Microsimulation considers small area in spatial analysis. The maps of poverty rates were obtained from small area estimation. They covered the eastern coast of Australia and its capital cities. The researchers further conducted “poverty analysis to determine poverty rates in capital cities” (Tanton et al. 2010, p. 52).
From this research, the researchers established that specific areas of higher poverty risks could be effectively located within Sydney, Melbourne, Canberra and Brisbane (Tanton et al. 2010).
In addition, they also found that areas of high poverty were mainly “buffered’ by areas with moderate rates of poverty” (Tanton et al. 2010, p. 52). The researchers, however, noted that this was not often the case because there were some high poverty areas close to low poverty areas. Nevertheless, there were poverty buffers in most capital cities.

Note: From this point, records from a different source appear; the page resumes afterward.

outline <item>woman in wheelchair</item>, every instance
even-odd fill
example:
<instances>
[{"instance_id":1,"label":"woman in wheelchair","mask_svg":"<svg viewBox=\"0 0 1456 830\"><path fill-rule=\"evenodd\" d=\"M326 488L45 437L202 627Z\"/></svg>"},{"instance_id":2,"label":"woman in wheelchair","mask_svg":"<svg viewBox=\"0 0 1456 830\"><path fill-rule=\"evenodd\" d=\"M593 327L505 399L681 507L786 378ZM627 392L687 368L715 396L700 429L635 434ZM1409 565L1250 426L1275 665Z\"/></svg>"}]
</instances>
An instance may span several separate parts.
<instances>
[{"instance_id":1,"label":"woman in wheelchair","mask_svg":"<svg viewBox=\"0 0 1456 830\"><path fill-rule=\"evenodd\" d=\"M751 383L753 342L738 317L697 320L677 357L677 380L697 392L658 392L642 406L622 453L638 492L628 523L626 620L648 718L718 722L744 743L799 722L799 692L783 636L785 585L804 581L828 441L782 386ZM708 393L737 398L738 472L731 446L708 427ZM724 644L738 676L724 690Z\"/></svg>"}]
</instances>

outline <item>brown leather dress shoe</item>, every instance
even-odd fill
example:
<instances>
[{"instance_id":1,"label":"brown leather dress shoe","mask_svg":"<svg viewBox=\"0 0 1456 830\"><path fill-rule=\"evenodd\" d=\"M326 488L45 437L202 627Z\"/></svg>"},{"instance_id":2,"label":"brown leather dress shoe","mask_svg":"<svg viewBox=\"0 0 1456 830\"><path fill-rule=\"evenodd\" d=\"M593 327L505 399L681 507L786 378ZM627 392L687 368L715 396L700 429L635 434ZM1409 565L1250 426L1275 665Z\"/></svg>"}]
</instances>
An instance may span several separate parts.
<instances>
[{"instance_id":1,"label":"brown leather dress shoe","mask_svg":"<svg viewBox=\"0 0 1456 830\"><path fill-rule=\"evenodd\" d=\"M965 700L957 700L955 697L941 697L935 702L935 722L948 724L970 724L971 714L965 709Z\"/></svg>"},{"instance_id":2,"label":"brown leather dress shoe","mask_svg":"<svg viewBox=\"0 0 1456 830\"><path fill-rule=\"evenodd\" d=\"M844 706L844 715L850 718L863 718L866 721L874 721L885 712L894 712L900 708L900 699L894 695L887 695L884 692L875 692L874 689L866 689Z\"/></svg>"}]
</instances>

A critical analysis of the content
The article relied on previous studies to identify the gap in the field. For instance, the researchers noted that for a long time Australian researchers have experienced challenges related to producing neighbourhood level estimates of household features such small cases of poverty or housing stress, which affect social policies. This shows that the researchers were able to identify limitations of available literature and fill the gap.
The study was based on past studies. It showed that past studies have used national measures to understand variations in socioeconomic characteristics of households (Harding, Lloyd & Greenwell 2001; Pfeffermann 2002). In addition, recent studies used in the research showed that Australia and the UK have focused on developing studies based on spatial microsimulation (Ballas, Clarke, Dorling Rigby & Wheeler 2006).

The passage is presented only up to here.